American multinational technology company Microsoft said on 13 June that it would partner with colleges and universities across India to open AI (artificial intelligence) digital labs in an effort to boost technology infrastructure and educator capability, and help students to acquire skills in the field.
As part of the three-year program, Microsoft will collaborate with ten higher education institutions in India, including BITS Pilani, BML Munjal University, ISB, Kalpataru Institute of Technology, KL University, Periyar University, Karunya University, SRM Institute of Science & Technology, SVKM (NMIMS) and Trident Academy of Technology.
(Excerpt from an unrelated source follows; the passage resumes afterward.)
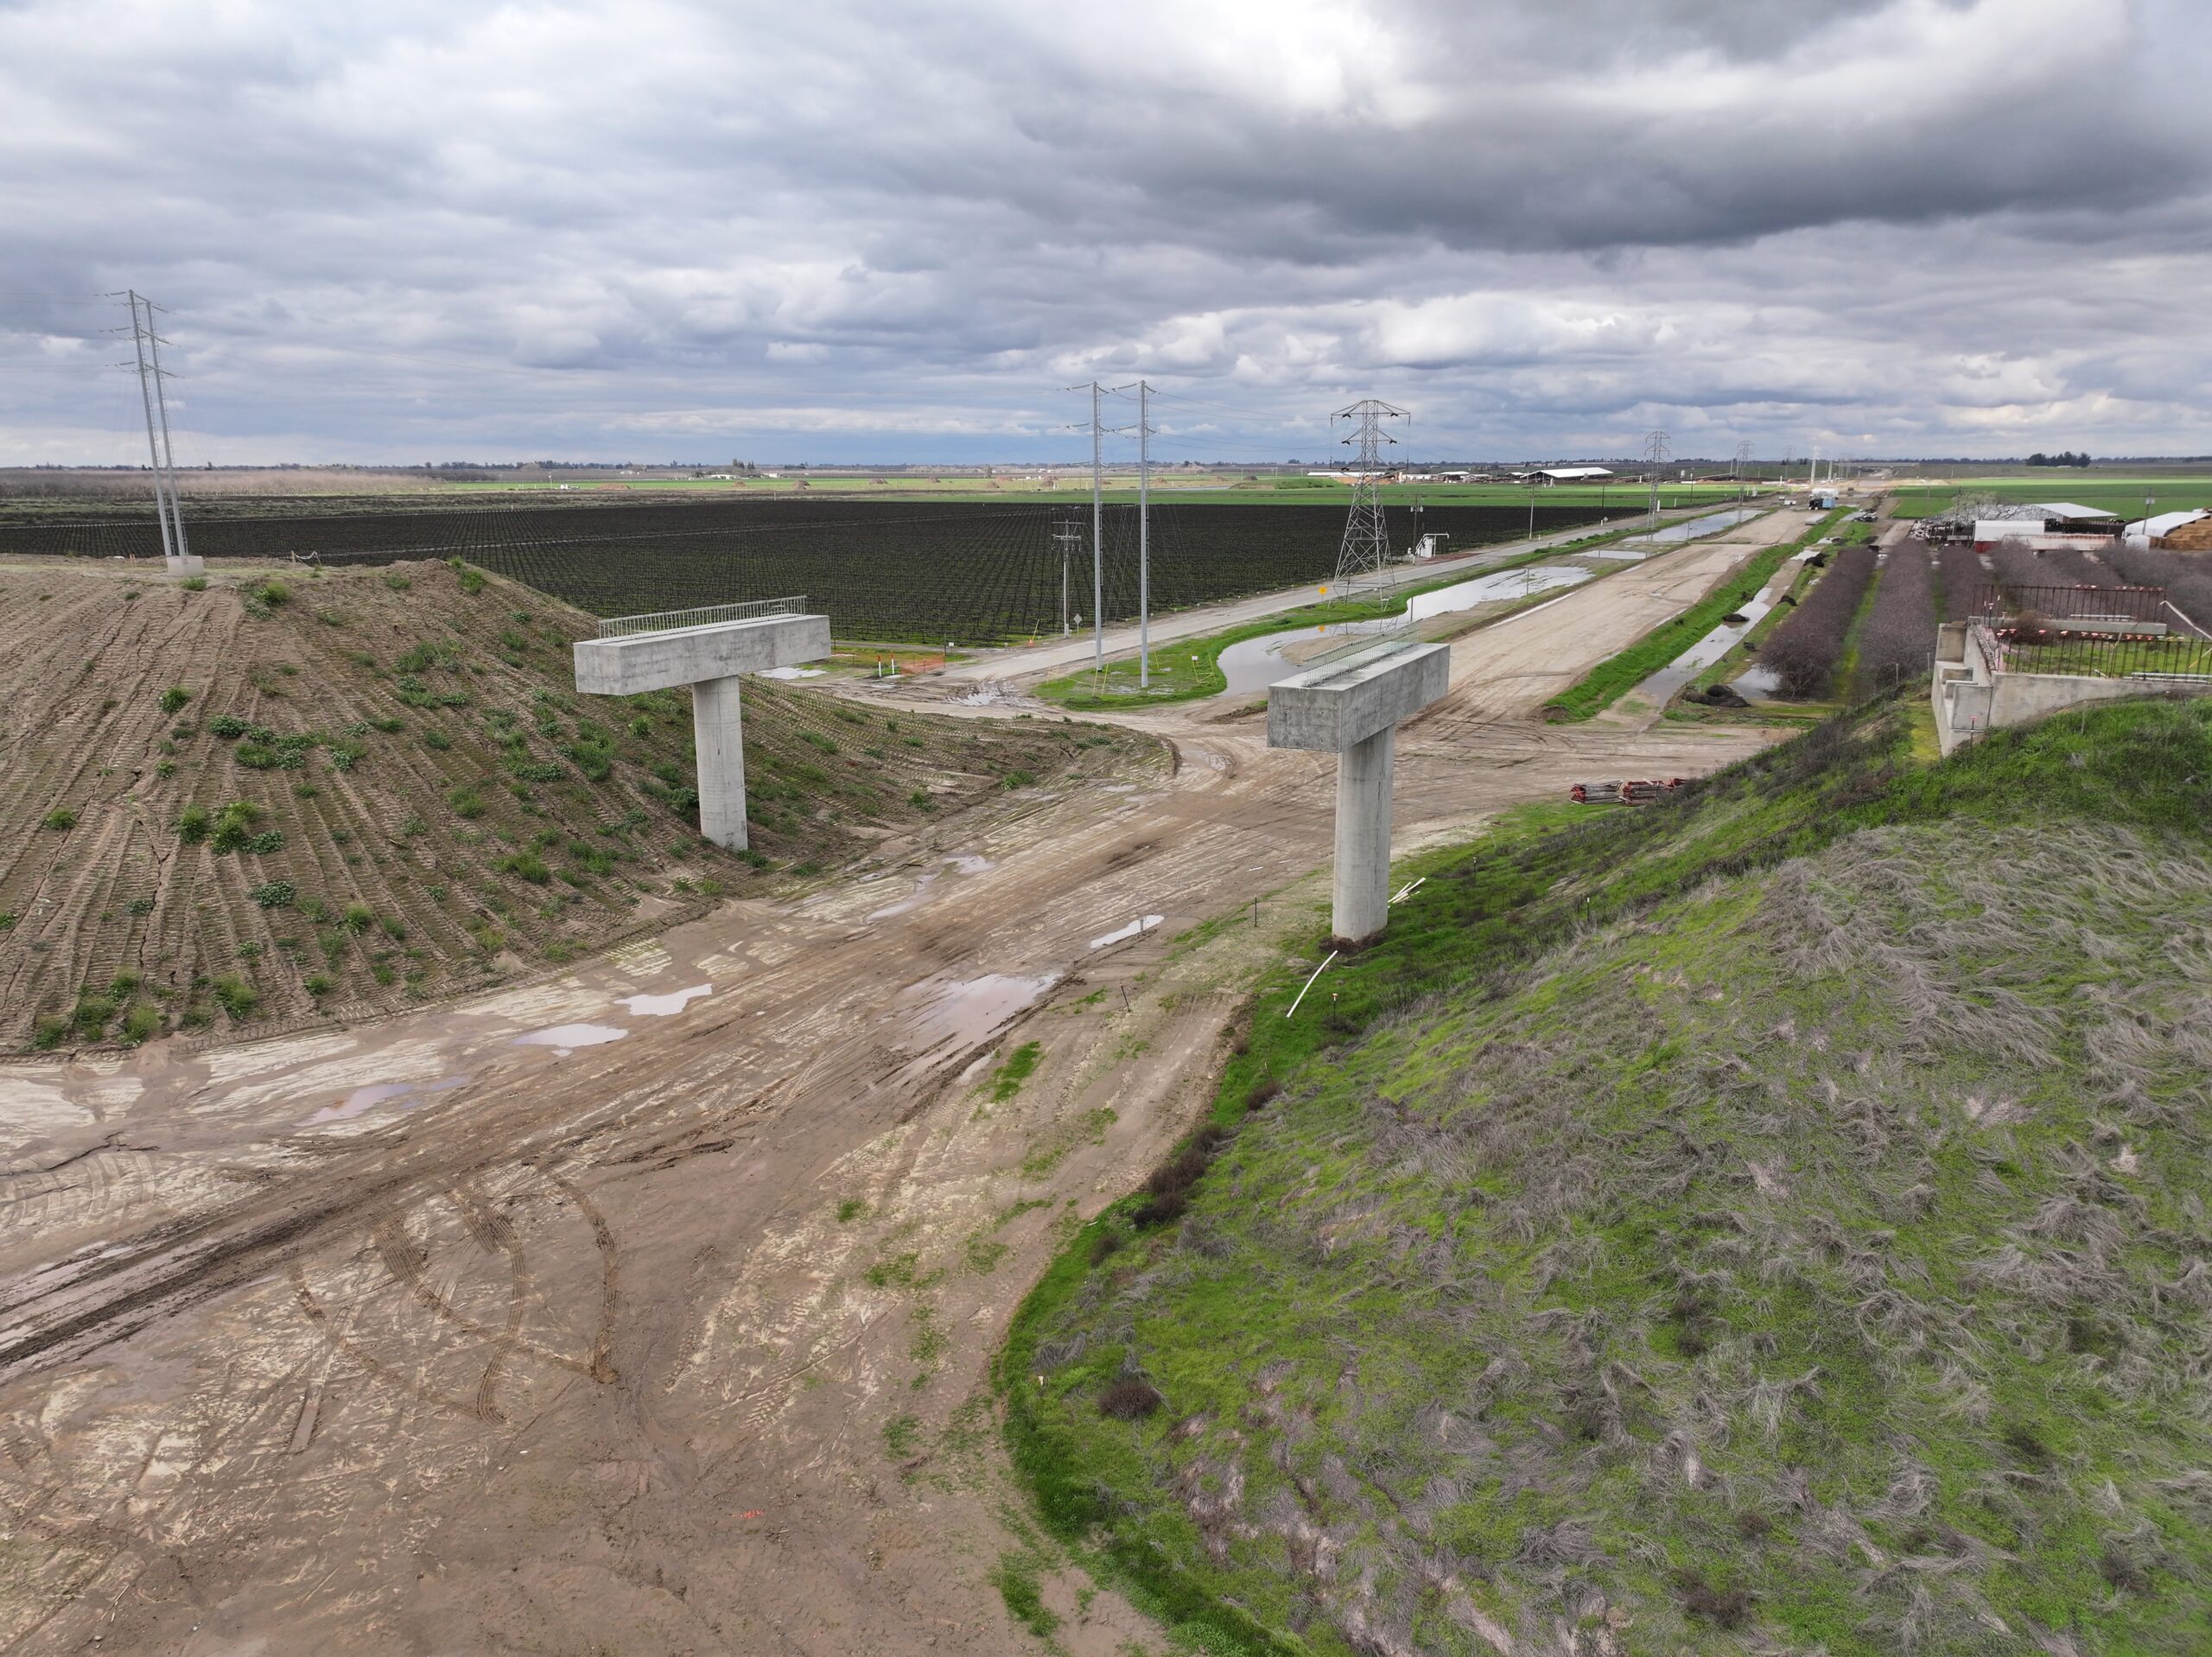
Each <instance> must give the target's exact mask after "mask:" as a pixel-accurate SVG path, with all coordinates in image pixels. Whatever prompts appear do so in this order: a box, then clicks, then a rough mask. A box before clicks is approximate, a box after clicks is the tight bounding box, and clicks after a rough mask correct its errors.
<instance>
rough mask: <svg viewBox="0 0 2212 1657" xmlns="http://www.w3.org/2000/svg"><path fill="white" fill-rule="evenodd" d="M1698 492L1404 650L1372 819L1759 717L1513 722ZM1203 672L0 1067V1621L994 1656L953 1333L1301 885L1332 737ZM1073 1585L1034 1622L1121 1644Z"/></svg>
mask: <svg viewBox="0 0 2212 1657" xmlns="http://www.w3.org/2000/svg"><path fill="white" fill-rule="evenodd" d="M1754 533H1756V535H1761V538H1765V533H1770V527H1767V522H1765V520H1761V522H1754V524H1750V527H1745V540H1743V542H1728V544H1714V542H1699V544H1694V546H1690V549H1683V551H1677V553H1668V555H1663V557H1657V560H1652V562H1648V564H1644V566H1637V569H1632V571H1624V573H1621V575H1617V577H1608V580H1604V582H1597V584H1593V586H1588V588H1579V591H1575V593H1571V595H1566V597H1562V600H1557V602H1553V604H1546V606H1542V608H1537V611H1531V613H1524V615H1522V617H1515V619H1511V622H1504V624H1500V626H1495V628H1489V631H1484V633H1475V635H1469V637H1467V639H1462V642H1460V644H1455V648H1453V681H1455V686H1453V695H1451V697H1449V699H1447V704H1440V706H1438V708H1436V710H1433V712H1431V715H1427V717H1422V719H1420V721H1418V723H1413V726H1411V728H1409V730H1407V734H1405V739H1402V741H1400V750H1398V752H1400V761H1398V825H1400V834H1398V841H1400V847H1402V845H1407V843H1409V841H1416V838H1429V836H1438V834H1447V832H1453V830H1460V827H1464V825H1469V823H1473V821H1478V819H1480V816H1482V814H1484V812H1491V810H1495V807H1498V805H1504V803H1513V801H1524V799H1557V796H1559V790H1564V785H1566V783H1568V781H1573V779H1577V777H1586V774H1588V777H1619V774H1666V772H1701V770H1710V768H1714V765H1719V763H1725V761H1728V759H1734V757H1741V754H1745V752H1750V750H1752V748H1756V746H1759V743H1761V741H1765V739H1767V734H1761V732H1725V730H1712V728H1699V726H1688V728H1679V730H1677V728H1670V726H1666V723H1661V726H1655V728H1652V730H1650V732H1635V730H1617V728H1613V730H1606V728H1590V726H1582V728H1546V726H1540V723H1535V721H1533V719H1531V710H1533V708H1535V706H1537V704H1540V701H1542V699H1544V697H1546V695H1551V692H1553V690H1555V688H1557V686H1559V684H1564V681H1566V679H1571V677H1573V675H1575V673H1579V670H1582V668H1584V666H1588V664H1590V661H1595V659H1599V657H1604V655H1606V653H1610V650H1615V648H1619V646H1621V644H1626V642H1630V639H1632V637H1637V635H1639V633H1641V631H1646V628H1648V626H1650V624H1652V622H1657V619H1661V617H1663V615H1670V613H1672V611H1677V608H1681V606H1683V604H1688V602H1690V600H1694V597H1697V593H1699V591H1703V588H1705V586H1710V582H1712V580H1714V577H1717V575H1719V573H1723V571H1725V569H1728V566H1730V564H1732V562H1734V560H1736V557H1741V555H1743V553H1745V551H1747V544H1750V535H1754ZM1562 675H1564V677H1562ZM907 695H920V692H914V690H909V692H907ZM938 695H942V692H938ZM971 712H975V715H978V717H1004V715H1006V712H1015V708H1006V706H1002V708H989V710H971ZM1223 712H1225V710H1221V708H1208V706H1197V708H1192V710H1186V712H1172V715H1170V712H1161V715H1152V717H1148V719H1146V721H1144V723H1146V728H1150V730H1155V732H1159V734H1164V737H1168V739H1170V743H1172V761H1170V759H1168V757H1166V752H1164V757H1161V759H1157V761H1146V763H1141V765H1133V768H1128V770H1126V772H1124V774H1121V777H1117V779H1108V781H1095V783H1088V785H1086V788H1084V790H1082V792H1079V794H1075V792H1068V794H1062V796H1053V794H1037V792H1031V794H1018V796H1011V799H1009V803H1006V805H1002V807H998V812H995V814H993V816H975V814H971V816H967V819H958V821H951V823H945V825H938V827H936V830H933V832H931V836H929V838H918V841H914V843H911V845H909V852H907V856H905V861H902V863H898V865H896V867H894V869H891V872H887V874H883V876H878V878H869V880H863V883H834V885H827V887H823V889H818V892H814V894H810V896H796V898H785V900H757V903H739V905H730V907H726V909H723V911H719V914H717V916H712V918H708V920H701V923H692V925H686V927H679V929H677V931H670V934H666V936H664V938H659V940H655V942H646V945H635V947H630V949H626V951H622V953H617V956H615V958H608V960H597V962H591V965H586V967H582V969H577V971H575V973H573V976H568V978H564V980H560V982H553V984H542V987H535V989H513V991H507V993H498V996H491V998H484V1000H476V1002H465V1004H451V1007H440V1009H429V1011H422V1013H418V1015H409V1018H400V1020H394V1022H385V1024H374V1026H365V1029H358V1031H349V1033H332V1035H314V1038H299V1040H279V1042H263V1044H248V1046H234V1049H219V1051H210V1053H197V1055H177V1053H175V1051H173V1049H168V1046H159V1044H157V1046H153V1049H146V1051H142V1053H137V1055H133V1057H128V1060H115V1062H100V1064H73V1066H60V1064H55V1066H11V1069H4V1071H0V1122H4V1124H7V1148H4V1157H7V1179H4V1186H0V1215H4V1219H0V1226H4V1230H0V1283H4V1288H0V1442H4V1458H0V1531H4V1549H0V1562H4V1564H0V1648H4V1650H104V1653H155V1650H159V1653H292V1650H347V1653H509V1650H513V1653H522V1650H531V1653H602V1650H604V1653H626V1655H628V1653H823V1655H827V1653H907V1650H914V1653H920V1650H978V1653H1000V1650H1022V1648H1035V1642H1033V1639H1031V1635H1026V1633H1024V1630H1020V1628H1018V1626H1015V1624H1013V1622H1011V1619H1009V1615H1006V1611H1004V1606H1002V1602H1000V1595H998V1591H995V1586H993V1582H991V1573H993V1571H995V1566H998V1562H1000V1555H1002V1551H1006V1549H1018V1546H1022V1540H1020V1529H1018V1513H1020V1500H1018V1498H1015V1496H1013V1491H1011V1487H1009V1482H1006V1476H1004V1469H1002V1458H1000V1449H998V1434H995V1422H993V1416H991V1409H989V1400H987V1387H984V1372H987V1363H989V1356H991V1352H993V1349H995V1345H998V1341H1000V1336H1002V1332H1004V1323H1006V1316H1009V1314H1011V1310H1013V1305H1015V1303H1018V1299H1020V1294H1022V1290H1024V1288H1026V1285H1029V1283H1031V1281H1033V1276H1035V1272H1037V1270H1042V1265H1044V1261H1046V1259H1048V1257H1051V1250H1053V1248H1055V1241H1057V1239H1060V1237H1064V1234H1066V1228H1071V1226H1073V1223H1075V1221H1077V1219H1079V1217H1088V1215H1093V1212H1097V1208H1102V1206H1104V1203H1106V1201H1110V1199H1113V1197H1117V1195H1121V1192H1124V1190H1128V1188H1130V1186H1133V1184H1137V1181H1139V1179H1141V1175H1144V1173H1146V1168H1148V1166H1150V1164H1152V1161H1155V1159H1157V1157H1159V1153H1161V1150H1164V1148H1166V1146H1168V1144H1170V1142H1172V1139H1175V1137H1177V1135H1179V1133H1181V1130H1183V1128H1186V1126H1188V1122H1190V1117H1192V1115H1194V1113H1197V1108H1199V1104H1201V1100H1203V1097H1206V1093H1208V1084H1210V1077H1212V1073H1214V1064H1217V1060H1219V1055H1221V1051H1223V1044H1225V1040H1228V1026H1230V1020H1232V1015H1234V1011H1237V1004H1239V996H1241V991H1243V987H1245V984H1248V982H1250V980H1252V976H1254V973H1256V971H1261V969H1265V967H1267V965H1272V962H1276V960H1281V958H1283V949H1285V947H1290V949H1296V947H1303V945H1307V942H1310V940H1312V938H1314V936H1318V931H1321V923H1323V914H1325V911H1323V903H1325V887H1323V883H1321V878H1316V874H1314V872H1316V869H1318V867H1321V865H1323V863H1325V858H1327V845H1329V807H1332V794H1334V790H1332V765H1334V761H1329V759H1327V757H1321V754H1274V752H1267V750H1265V746H1263V743H1265V732H1263V721H1261V719H1254V717H1250V715H1245V717H1223ZM1133 723H1135V721H1133ZM1254 898H1259V900H1261V903H1259V909H1256V925H1250V927H1230V929H1223V931H1219V936H1214V938H1210V940H1206V942H1183V945H1177V942H1175V936H1177V934H1181V931H1183V929H1188V927H1192V925H1194V923H1199V920H1208V918H1214V916H1221V914H1228V911H1234V909H1239V905H1252V900H1254ZM1150 916H1157V920H1150V923H1148V918H1150ZM1133 927H1137V929H1135V931H1130V929H1133ZM1124 934H1126V936H1124ZM1022 1042H1037V1044H1040V1053H1042V1057H1040V1062H1037V1069H1035V1075H1031V1077H1029V1080H1024V1082H1020V1084H1018V1086H1004V1084H995V1082H993V1069H991V1066H993V1062H995V1057H1000V1055H1004V1053H1006V1051H1011V1049H1013V1046H1015V1044H1022ZM1009 1515H1013V1518H1009ZM1075 1591H1077V1582H1073V1580H1068V1577H1066V1575H1064V1573H1062V1575H1048V1580H1046V1602H1048V1604H1053V1608H1055V1611H1060V1613H1062V1615H1064V1617H1068V1626H1066V1628H1062V1633H1060V1642H1062V1644H1064V1646H1066V1648H1068V1650H1075V1653H1113V1650H1121V1648H1126V1644H1130V1642H1135V1644H1139V1646H1157V1644H1159V1642H1157V1637H1155V1635H1152V1633H1150V1628H1148V1624H1144V1622H1141V1619H1139V1617H1137V1615H1135V1613H1130V1611H1128V1608H1126V1606H1121V1604H1117V1602H1115V1597H1113V1595H1097V1597H1095V1599H1086V1602H1084V1604H1082V1606H1079V1602H1077V1597H1075Z"/></svg>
Microsoft plans to give the selected institutions support with infrastructure, curriculum and content, alongside access to cloud and AI services, and developer support. The company said it would facilitate the setting up of AI infrastructure and an Internet of Things (IoT) hub at the institutions as well as access to its AI developmental tools and Azure AI Services.
Training programs for the faculty of the institutions would include workshops on cloud computing, data sciences, AI and IoT, and faculty would receive assistance in strategizing content and curricula for project-based and experiential learning, the company said.
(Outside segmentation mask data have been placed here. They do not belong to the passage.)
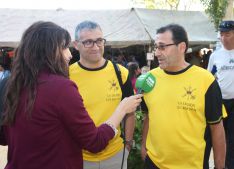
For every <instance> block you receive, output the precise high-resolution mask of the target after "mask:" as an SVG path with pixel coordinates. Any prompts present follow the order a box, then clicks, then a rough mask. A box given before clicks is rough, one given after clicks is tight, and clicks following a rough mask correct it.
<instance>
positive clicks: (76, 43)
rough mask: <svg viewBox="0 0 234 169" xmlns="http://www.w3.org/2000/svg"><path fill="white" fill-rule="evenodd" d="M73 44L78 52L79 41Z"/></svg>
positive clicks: (74, 42)
mask: <svg viewBox="0 0 234 169" xmlns="http://www.w3.org/2000/svg"><path fill="white" fill-rule="evenodd" d="M72 44H73V47H74V48H75V49H76V50H79V49H78V42H77V41H73V42H72Z"/></svg>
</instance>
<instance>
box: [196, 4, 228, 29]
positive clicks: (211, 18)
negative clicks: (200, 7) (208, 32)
mask: <svg viewBox="0 0 234 169" xmlns="http://www.w3.org/2000/svg"><path fill="white" fill-rule="evenodd" d="M200 1H201V2H202V3H203V5H204V6H205V8H206V9H205V12H206V13H207V14H208V15H209V16H210V19H211V21H212V22H213V23H214V25H215V28H216V30H218V26H219V23H220V21H221V20H222V19H223V17H224V16H225V13H226V9H227V6H228V0H200Z"/></svg>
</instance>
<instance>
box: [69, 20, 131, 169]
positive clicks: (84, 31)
mask: <svg viewBox="0 0 234 169" xmlns="http://www.w3.org/2000/svg"><path fill="white" fill-rule="evenodd" d="M105 42H106V40H105V39H104V38H103V32H102V29H101V27H100V25H98V24H97V23H95V22H92V21H84V22H81V23H80V24H78V26H77V27H76V30H75V42H74V47H75V48H76V49H77V50H78V51H79V53H80V60H79V61H78V62H76V63H74V64H72V65H71V66H70V78H71V80H73V81H74V82H75V83H76V84H77V86H78V89H79V92H80V94H81V95H82V98H83V100H84V105H85V108H86V109H87V110H88V112H89V115H90V116H91V118H92V119H93V121H94V123H95V124H96V125H99V124H101V123H103V122H104V121H105V120H106V119H107V118H109V116H110V115H111V114H110V113H109V112H111V111H112V110H114V109H115V108H116V106H117V105H118V104H119V102H120V101H121V98H122V96H123V97H126V96H130V95H132V94H133V88H132V86H131V81H130V79H129V77H128V70H127V69H126V68H124V67H123V66H121V65H117V66H118V69H119V70H116V71H117V72H118V74H119V78H118V76H117V73H116V71H115V68H114V65H113V63H112V62H111V61H108V60H106V59H104V58H103V53H104V45H105ZM120 81H122V85H121V84H120ZM121 88H122V90H121ZM134 124H135V118H134V114H131V115H128V116H127V117H126V126H125V129H126V130H125V139H126V140H125V143H126V145H127V148H128V150H126V151H125V149H124V148H123V147H124V145H123V139H122V138H121V137H120V134H118V135H117V136H116V137H115V138H114V139H112V140H111V141H110V142H109V145H108V146H107V147H106V148H105V149H104V150H103V151H102V152H100V153H98V154H94V153H91V152H88V151H83V157H84V169H120V168H121V165H122V158H123V152H124V151H125V156H124V163H123V169H127V157H128V151H129V150H130V147H131V144H132V137H133V132H134ZM119 130H120V129H119Z"/></svg>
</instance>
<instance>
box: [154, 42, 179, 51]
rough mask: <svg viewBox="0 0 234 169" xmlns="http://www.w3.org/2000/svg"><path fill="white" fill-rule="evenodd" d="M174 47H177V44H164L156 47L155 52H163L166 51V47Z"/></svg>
mask: <svg viewBox="0 0 234 169" xmlns="http://www.w3.org/2000/svg"><path fill="white" fill-rule="evenodd" d="M172 45H177V44H176V43H170V44H164V45H154V50H155V51H156V50H157V49H158V50H160V51H163V50H165V49H166V47H168V46H172Z"/></svg>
Microsoft believes that the program will serve almost 1.5 lakh (a lakh is a unit in the Indian numbering system equal to one hundred thousand) students as part of its commitment to building a “future-ready workforce”.
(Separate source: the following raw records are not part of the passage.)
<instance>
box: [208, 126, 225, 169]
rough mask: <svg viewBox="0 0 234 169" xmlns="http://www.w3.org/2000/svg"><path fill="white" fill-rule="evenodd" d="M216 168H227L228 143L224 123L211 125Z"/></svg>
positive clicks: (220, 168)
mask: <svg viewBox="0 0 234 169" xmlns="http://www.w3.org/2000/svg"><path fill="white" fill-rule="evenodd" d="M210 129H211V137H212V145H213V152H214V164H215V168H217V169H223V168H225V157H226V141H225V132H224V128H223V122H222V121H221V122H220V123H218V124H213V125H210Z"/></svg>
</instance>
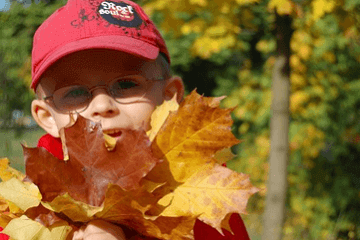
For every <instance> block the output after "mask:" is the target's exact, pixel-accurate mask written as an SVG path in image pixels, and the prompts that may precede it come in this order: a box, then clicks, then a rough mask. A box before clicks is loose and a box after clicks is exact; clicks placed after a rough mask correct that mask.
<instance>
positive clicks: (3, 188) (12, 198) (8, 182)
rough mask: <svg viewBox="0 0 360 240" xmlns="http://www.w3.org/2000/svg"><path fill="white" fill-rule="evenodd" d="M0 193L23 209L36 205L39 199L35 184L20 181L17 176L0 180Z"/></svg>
mask: <svg viewBox="0 0 360 240" xmlns="http://www.w3.org/2000/svg"><path fill="white" fill-rule="evenodd" d="M0 195H1V196H2V197H4V198H6V200H8V201H10V202H12V203H14V204H15V205H16V206H17V207H19V208H20V209H21V210H23V211H26V210H27V209H29V208H31V207H35V206H38V205H39V204H40V200H41V194H40V191H39V189H38V187H37V186H36V185H35V184H33V183H28V182H22V181H21V180H19V179H17V178H11V179H10V180H8V181H6V182H1V183H0Z"/></svg>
It said it hoped that with the edge of the company’s Intelligent Cloud Hub program, the selected institutions will become “learning centers of intelligent technologies and innovation hubs of path-breaking solutions”.
Citing a recent Microsoft and IDC Asia/Pacific study, the company suggested that “lack of skills, resources and continuous learning programs emerged as one of the top challenges faced by Indian organizations in adopting AI to accelerate their businesses”.
Microsoft’s goal with this program is to “amp up institutional setup along with educator capability, and provide relevant educational choices for students, helping them acquire the skills needed to fill the wide skills gap emerging across India and the global economy”.
“As AI becomes mainstream, organizations will require talent with skillsets that are very different from what exist now,” Anant Maheshwari, President of Microsoft India, said in a statement. “Educators and institutions are integral to the skilling revolution taking root in the country. With the right technology infrastructure, curriculum and training, we can empower today’s students to build the India of tomorrow.”